SPACs are not allowed to prescreen investments or sign letters of intent prior to going public or raising monies. The money raised in the IPO is placed in an interest-bearing trust account, and funds cannot be dispersed except to complete an acquisition or to be returned to investors if the SPAC is liquidated because it could not close a deal quickly enough.
If a company agrees to be acquired by a SPAC, it will forgo the IPO process during the two-year open period. Investors, therefore, receive immediate liquidity and equity exposure via the SPAC. Assuming SPAC shareholders approve the merger, the SPAC’s name changes to the name of the acquired company when the purchase is complete.

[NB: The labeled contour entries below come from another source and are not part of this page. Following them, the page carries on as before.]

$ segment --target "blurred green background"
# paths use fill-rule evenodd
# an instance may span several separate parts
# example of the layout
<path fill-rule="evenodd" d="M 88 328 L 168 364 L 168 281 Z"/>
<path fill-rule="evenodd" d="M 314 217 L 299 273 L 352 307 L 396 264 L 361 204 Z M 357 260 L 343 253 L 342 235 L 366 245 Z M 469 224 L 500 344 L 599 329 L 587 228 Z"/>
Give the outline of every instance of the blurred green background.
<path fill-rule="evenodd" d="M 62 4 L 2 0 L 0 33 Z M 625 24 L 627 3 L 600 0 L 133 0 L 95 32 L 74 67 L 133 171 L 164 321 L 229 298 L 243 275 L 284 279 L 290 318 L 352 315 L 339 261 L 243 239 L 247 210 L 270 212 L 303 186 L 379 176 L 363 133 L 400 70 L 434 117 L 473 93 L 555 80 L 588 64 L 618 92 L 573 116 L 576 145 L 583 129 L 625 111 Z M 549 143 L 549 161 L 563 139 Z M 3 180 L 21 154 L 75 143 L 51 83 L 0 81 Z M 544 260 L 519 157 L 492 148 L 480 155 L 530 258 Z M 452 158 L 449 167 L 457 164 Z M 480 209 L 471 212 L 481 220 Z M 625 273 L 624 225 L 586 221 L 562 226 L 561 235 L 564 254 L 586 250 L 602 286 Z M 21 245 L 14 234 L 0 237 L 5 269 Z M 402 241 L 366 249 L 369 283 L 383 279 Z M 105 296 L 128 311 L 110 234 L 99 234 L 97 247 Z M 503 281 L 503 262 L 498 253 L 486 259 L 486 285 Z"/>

What can go wrong with investing in a SPAC? Not every SPAC completes all the phases in the chart above within the two-year window. Target companies run the risk of having their acquisition rejected by SPAC shareholders. SPAC investors are putting money blindly into an investment vehicle, not knowing what company may be acquired with their investment. The due diligence process of the SPAC is not as thorough as that of the IPO process, and therefore, can be riskier.
There are no guarantees that SPAC returns will not fall short of the average post-market return. Most SPAC investors are not buying at the SPAC’s IPO price, usually $10 per share. Instead, they often buy shares on the open market, with a considerable premium added. If the SPAC is unable to close a merger, it returns $10 per share to the investor, possibly far less than what the investor paid.
So, what can we learn from all this? SPACs can be a good investment vehicle. However, investors need to understand the risks involved and the hidden danger of paying a premium price while not knowing what company they may end up acquiring. Investors should invest only as much as they are willing to lose, and if one does invest, it should be part of a well-diversified portfolio.
From an investment perspective, we use the above insights to help with the strategic and tactical asset allocation based on where we see the portfolio heading over the next five to seven years, with short-term adjustments along the way. We are not trying to time the market, but we will try to take advantage when we see where the market is heading. Having a well-balanced, diversified, liquid portfolio and a financial plan are keys to successful investing. The best option is to stick with a broadly diversified portfolio that can help you to achieve your own specific financial goals – regardless of market volatility. Long-term fundamentals are what matter.